Why is that? Could the problem be solved by putting 2 and 3 in a thread rather than in the main program????
Please advise
1. take chunk of raw pcm data from arecord stdout
2. convert to array with numpy.fromstring
3 convert array to string with numpy.tostring
4. pipe string to lame stdin ==>.mp3 file
I put steps 2 and 3 in a thread but I still get the same problem: I get one second of music and once second of saturated static noise.
Jlinkels can you help???
Thanks
Distribution: Debian /Jessie/Stretch/Sid, Linux Mint DE
Posts: 5,195
Rep:
No idea, but you should do an incremental approach to solve this problem.
First, save your output to a file instead of piping it into lame. Does that file play? If not, find out what is wrong with your file format.
Does it play? Then cat and pipe this file into Lame. Does that give an error? Then your piping is wrong or you are sending your file into Lame in the wrong way.
Since you says 1 second good, one second bad, my intiuitive reaction would be there is either something wrong with the way you store left/right, or after one second worth of samples you make a mistake in buffer reading or writing which is corrected the next second. You should see a difference when you play with your chunk size.
This is hard to say for someone who doesn't have the code running. Since you have it running it is a matter of trying this, trying that and find a correlation between what you do and what the result is.
I followed your advice and rapidly found the solution:
I was using this instruction to go from string (chunk of raw pcm) to array (numpy array)
1. samps_test = numpy.fromstring(ledata, dtype=numpy.int16)
and then after doing some manipulations I had this instruction to go from array to string:
2. samps_test=samps_test.tostring(),'int16'
and this gave one second of music and one of static noise.

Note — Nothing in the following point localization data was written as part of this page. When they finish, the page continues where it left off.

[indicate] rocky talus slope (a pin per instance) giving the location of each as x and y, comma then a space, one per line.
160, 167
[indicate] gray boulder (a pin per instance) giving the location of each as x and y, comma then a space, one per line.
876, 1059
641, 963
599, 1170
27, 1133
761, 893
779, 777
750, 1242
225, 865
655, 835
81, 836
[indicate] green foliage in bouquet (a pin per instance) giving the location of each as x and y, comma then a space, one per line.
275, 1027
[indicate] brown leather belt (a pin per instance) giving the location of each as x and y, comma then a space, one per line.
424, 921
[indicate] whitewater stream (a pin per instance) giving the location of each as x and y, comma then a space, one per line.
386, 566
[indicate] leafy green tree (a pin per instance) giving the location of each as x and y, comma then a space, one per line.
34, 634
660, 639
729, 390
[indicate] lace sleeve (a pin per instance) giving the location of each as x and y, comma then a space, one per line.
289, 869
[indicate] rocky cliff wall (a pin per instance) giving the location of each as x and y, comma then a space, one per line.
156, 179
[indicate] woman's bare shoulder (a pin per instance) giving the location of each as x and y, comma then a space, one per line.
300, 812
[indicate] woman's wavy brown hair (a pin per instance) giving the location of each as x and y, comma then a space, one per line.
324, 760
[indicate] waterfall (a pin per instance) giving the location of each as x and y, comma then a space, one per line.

Now I found that if I skip the 'int16' then it works fine so instead of 2. =>
3.samps_test=samps_test.tostring()
I don't quite understand why the 'int16' has to be given on instruction 1. but not 2.... (any idea?); anyway this is solved now.
OK now I have code which builds an array from the samples coming from arecord, then when the array is full (30 sec) I cut a a piece (n bytes) of the array at the beginning and add the chunk (n bytes) at the end of the array so the array keeps the same size. I am now going to code the part that When I want to start recording will pipe the pieces cut at the beginning of the array to lame which will code them into an mp3 file.